© Journal de Mayotte
Ils ont déserté les lieux avant même l’arrivée des forces de l’ordre. Dans un bidonville d’un quartier de Petite-Terre, à Mayotte, une opération de contrôle de la police aux frontières (PAF) a provoqué mardi la fuite des étrangers en situation irrégulière.
Dans les ruelles en terre battue ravinées par les pluies et jonchées de déchets, une dizaine d’agents de la PAF progressent en courant sur des chemins escarpés, suivis par une journaliste de l’AFP. Une délégation de la commission des lois de l’Assemblée nationale, en déplacement sur le 101ème département français durant une semaine, assiste exceptionnellement à cette opération.

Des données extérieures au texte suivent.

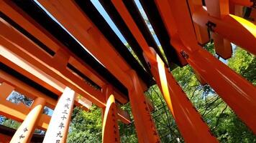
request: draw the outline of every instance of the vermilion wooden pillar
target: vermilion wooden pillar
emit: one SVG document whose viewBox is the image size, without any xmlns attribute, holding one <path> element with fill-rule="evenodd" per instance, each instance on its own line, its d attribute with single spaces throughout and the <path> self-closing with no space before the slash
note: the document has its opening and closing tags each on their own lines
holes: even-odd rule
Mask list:
<svg viewBox="0 0 256 143">
<path fill-rule="evenodd" d="M 112 94 L 112 88 L 106 88 L 106 105 L 103 109 L 102 142 L 120 142 L 119 127 L 116 119 L 116 107 L 115 99 Z"/>
<path fill-rule="evenodd" d="M 185 141 L 218 142 L 161 59 L 150 49 L 151 54 L 144 52 L 144 56 Z"/>
<path fill-rule="evenodd" d="M 186 49 L 176 39 L 172 43 Z M 256 87 L 204 49 L 184 54 L 192 68 L 256 134 Z"/>
<path fill-rule="evenodd" d="M 134 85 L 129 89 L 129 98 L 139 142 L 160 142 L 137 75 L 133 70 L 128 74 Z"/>
<path fill-rule="evenodd" d="M 29 142 L 37 127 L 37 122 L 40 118 L 42 110 L 45 104 L 45 100 L 43 98 L 37 97 L 31 107 L 31 111 L 27 115 L 22 124 L 16 131 L 11 143 L 27 143 Z"/>
<path fill-rule="evenodd" d="M 66 87 L 54 109 L 44 143 L 66 142 L 74 99 L 75 92 Z"/>
</svg>

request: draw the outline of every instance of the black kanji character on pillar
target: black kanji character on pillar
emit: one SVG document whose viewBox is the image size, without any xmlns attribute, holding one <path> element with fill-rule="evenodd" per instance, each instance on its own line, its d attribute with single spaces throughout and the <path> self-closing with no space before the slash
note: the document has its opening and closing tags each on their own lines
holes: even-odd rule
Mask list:
<svg viewBox="0 0 256 143">
<path fill-rule="evenodd" d="M 23 131 L 24 131 L 24 132 L 26 132 L 28 130 L 27 130 L 27 127 L 25 127 L 25 128 L 24 128 Z"/>
<path fill-rule="evenodd" d="M 65 104 L 64 105 L 64 107 L 65 107 L 65 108 L 67 108 L 67 109 L 69 109 L 68 106 L 69 106 L 68 104 Z"/>
<path fill-rule="evenodd" d="M 22 139 L 22 138 L 24 138 L 25 137 L 23 134 L 22 134 L 19 137 L 19 139 Z"/>
<path fill-rule="evenodd" d="M 61 135 L 61 132 L 59 132 L 57 134 L 56 137 L 63 137 L 63 136 L 62 136 L 62 135 Z M 57 141 L 56 141 L 56 142 L 57 142 Z"/>
<path fill-rule="evenodd" d="M 64 120 L 65 119 L 67 119 L 67 117 L 65 117 L 65 115 L 63 115 L 63 117 L 61 117 L 61 119 L 63 119 L 63 120 Z"/>
<path fill-rule="evenodd" d="M 71 101 L 71 100 L 70 100 L 70 98 L 67 98 L 67 99 L 65 99 L 65 100 L 67 100 L 68 102 Z"/>
<path fill-rule="evenodd" d="M 65 127 L 64 124 L 63 122 L 61 122 L 59 127 L 60 127 L 60 129 L 63 129 L 63 127 Z"/>
<path fill-rule="evenodd" d="M 68 114 L 67 110 L 65 109 L 64 112 L 63 112 L 63 114 Z"/>
</svg>

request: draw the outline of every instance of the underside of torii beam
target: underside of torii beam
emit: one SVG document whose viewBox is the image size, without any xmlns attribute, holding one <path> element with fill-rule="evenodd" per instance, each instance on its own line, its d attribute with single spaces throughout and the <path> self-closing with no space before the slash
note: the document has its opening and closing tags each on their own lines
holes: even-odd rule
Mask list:
<svg viewBox="0 0 256 143">
<path fill-rule="evenodd" d="M 163 51 L 134 1 L 99 2 L 131 49 L 91 1 L 0 1 L 0 113 L 23 122 L 11 142 L 29 142 L 36 127 L 48 129 L 44 142 L 65 142 L 73 106 L 92 104 L 103 109 L 103 142 L 120 142 L 127 102 L 139 142 L 160 142 L 144 94 L 155 84 L 186 142 L 217 142 L 170 72 L 186 64 L 256 134 L 255 87 L 202 47 L 212 39 L 225 59 L 231 43 L 256 54 L 255 1 L 140 0 Z M 33 104 L 6 101 L 13 91 Z"/>
</svg>

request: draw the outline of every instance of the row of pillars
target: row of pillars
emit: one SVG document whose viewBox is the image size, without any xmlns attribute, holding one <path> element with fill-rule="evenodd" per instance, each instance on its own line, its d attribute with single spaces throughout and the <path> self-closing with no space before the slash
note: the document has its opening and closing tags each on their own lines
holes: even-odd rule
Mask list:
<svg viewBox="0 0 256 143">
<path fill-rule="evenodd" d="M 4 86 L 4 89 L 1 91 L 1 95 L 9 95 L 13 89 L 12 86 Z M 44 143 L 66 142 L 74 99 L 74 91 L 66 87 L 56 104 L 43 140 Z M 45 103 L 45 99 L 42 97 L 34 100 L 29 114 L 12 137 L 11 143 L 30 142 Z"/>
<path fill-rule="evenodd" d="M 151 49 L 151 53 L 145 53 L 145 57 L 150 64 L 151 72 L 184 139 L 188 142 L 218 142 L 217 139 L 211 134 L 200 114 L 195 109 L 181 87 L 165 66 L 161 59 L 153 49 Z M 193 59 L 190 60 L 192 65 L 193 65 L 193 62 L 196 61 Z M 204 60 L 201 60 L 201 61 L 204 61 Z M 134 85 L 133 88 L 129 90 L 129 97 L 139 142 L 160 142 L 160 138 L 145 101 L 140 80 L 134 72 L 130 71 L 128 74 L 130 75 Z M 9 92 L 11 92 L 12 89 L 6 88 L 4 91 L 8 90 Z M 255 89 L 252 87 L 251 89 L 253 92 Z M 106 107 L 103 109 L 103 142 L 120 142 L 113 89 L 111 86 L 108 86 L 103 88 L 103 92 L 105 93 L 106 101 Z M 65 88 L 56 104 L 45 134 L 44 143 L 65 142 L 75 94 L 75 92 L 70 88 Z M 247 95 L 250 95 L 250 94 Z M 239 98 L 240 102 L 244 102 L 243 97 Z M 232 107 L 234 107 L 232 102 L 232 99 L 227 102 L 227 104 Z M 253 102 L 256 101 L 253 97 L 247 96 L 247 99 L 250 102 L 244 104 L 243 108 L 251 106 L 252 103 L 255 103 Z M 29 113 L 17 130 L 10 142 L 29 142 L 37 127 L 45 104 L 45 99 L 43 98 L 37 97 L 34 101 Z M 237 114 L 239 113 L 243 110 L 243 108 L 235 108 L 234 112 Z M 244 114 L 245 115 L 245 114 Z M 254 115 L 252 114 L 251 117 L 253 117 Z M 254 123 L 250 124 L 248 122 L 246 123 L 249 124 L 249 127 L 255 131 Z"/>
</svg>

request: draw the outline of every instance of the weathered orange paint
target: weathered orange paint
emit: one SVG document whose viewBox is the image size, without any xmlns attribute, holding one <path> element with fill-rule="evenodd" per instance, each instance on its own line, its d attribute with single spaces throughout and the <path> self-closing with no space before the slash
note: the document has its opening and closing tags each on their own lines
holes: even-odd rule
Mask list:
<svg viewBox="0 0 256 143">
<path fill-rule="evenodd" d="M 106 107 L 104 109 L 102 125 L 102 142 L 120 142 L 119 126 L 116 119 L 116 107 L 113 89 L 111 86 L 106 88 L 105 94 L 107 99 Z"/>
<path fill-rule="evenodd" d="M 213 27 L 214 32 L 252 54 L 256 54 L 256 26 L 253 23 L 232 14 L 220 20 L 209 16 L 204 9 L 193 14 L 193 20 L 204 27 L 209 21 L 216 24 L 216 26 Z"/>
<path fill-rule="evenodd" d="M 185 141 L 218 142 L 161 59 L 151 50 L 151 55 L 145 53 L 145 58 L 150 64 L 151 72 Z"/>
<path fill-rule="evenodd" d="M 190 11 L 193 14 L 198 7 L 203 6 L 201 0 L 189 0 L 188 1 Z M 196 23 L 193 23 L 196 39 L 200 44 L 205 44 L 210 41 L 208 29 L 205 27 L 200 26 Z"/>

D’habitude, la PAF interpelle entre 20 et 35 clandestins par jour, essentiellement comoriens.
Mais mardi, alertés par le cortège peu discret de la délégation, les étrangers en situation irrégulière dans ce quartier de 9.000 âmes ont déjà déserté leurs habitations de tôle, laissant femmes et enfants derrière eux. Mayotte est confrontée à une forte immigration venue des Comores voisines. Un mouvement de protestation populaire contre l’insécurité et l’immigration avait paralysé l’île pendant presque six semaines au printemps.
Selon le préfet, la population étrangère représente près de 42% de la population totale et plus de la moitié de cette population étrangère est en situation irrégulière. Alors que les policiers ouvrent des portes de ferraille et se glissent au sein de parcelles occupées par des familles en grande précarité, une habitante les oriente vers une habitation, où se réfugient des clandestins, pense-t-elle.
« On a beaucoup de dénonciations », souffle un membre du groupe d’appui opérationnel (GAO) de la police aux frontières. « Parfois, dès qu’on arrive en voiture, les gens viennent vers nous. » Mais d’autres aident au contraire les clandestins à fuir, comme ces enfants, des « guetteurs naturels », qui crient « Moro, Moro » (« Au feu » en langue locale, ndlr) pour prévenir de l’arrivée des forces de l’ordre, ajoute un autre policier. « Les endroits sont difficiles d’accès (…), c’est assez dangereux » pour les 44 policiers du GAO, reconnaît Julien Kerdoncuf, le sous-préfet en charge de l’immigration clandestine. « Les gens résistent souvent » lors de l’interpellation, « un de nos collègues a été blessé hier encore », renchérit un policier.
Trois types de kwassas
En comptant aussi la police et la gendarmerie, au total entre 50 et 60 clandestins sont interpellés chaque jour sur ce territoire français de l’océan Indien qui totalise la moitié des reconduites à la frontière de France.
Si deux tiers des étrangers en situation irrégulière sont interpellés à terre, la PAF oeuvre également en mer. « Il y a trois types de kwassas (embarcations clandestines de fortune, ndlr) », explique le sous-préfet : les « kwassas VIP », avec deux ou trois passagers, « plus chers et rapides », les « kwassas low cost » avec 30 à 40 personnes à bord et les « kwassas médicaux » empruntés par des Comoriens malades, souhaitant se faire soigner à Mayotte.
Pour lutter contre l’immigration clandestine en mer, le territoire dispose de deux vedettes et de quatre bateaux intercepteurs. Deux nouveaux intercepteurs devraient compléter la flotte en novembre.
Depuis mi-mars, les pouvoirs publics ont intensifié les contrôles et plus de 13.000 obligations de quitter le territoire français (OQTF) ont été délivrées, selon le sous-préfet.
Si lundi, le ministre des Affaires étrangères français a une nouvelle fois rencontré son homologue comorien, selon Julien Kerdoncuf, la France demeure en crise diplomatique avec les Comores, qui refusent depuis le 21 mars de réadmettre leurs ressortissants expulsés de Mayotte. L’Union des Comores considère en effet que Mayotte est une île comorienne.
Le ministre de l’Intérieur Gérard Collomb a indiqué début septembre que les autorités comoriennes avaient commencé à accepter les reconduites, mais « à doses relativement réduites ».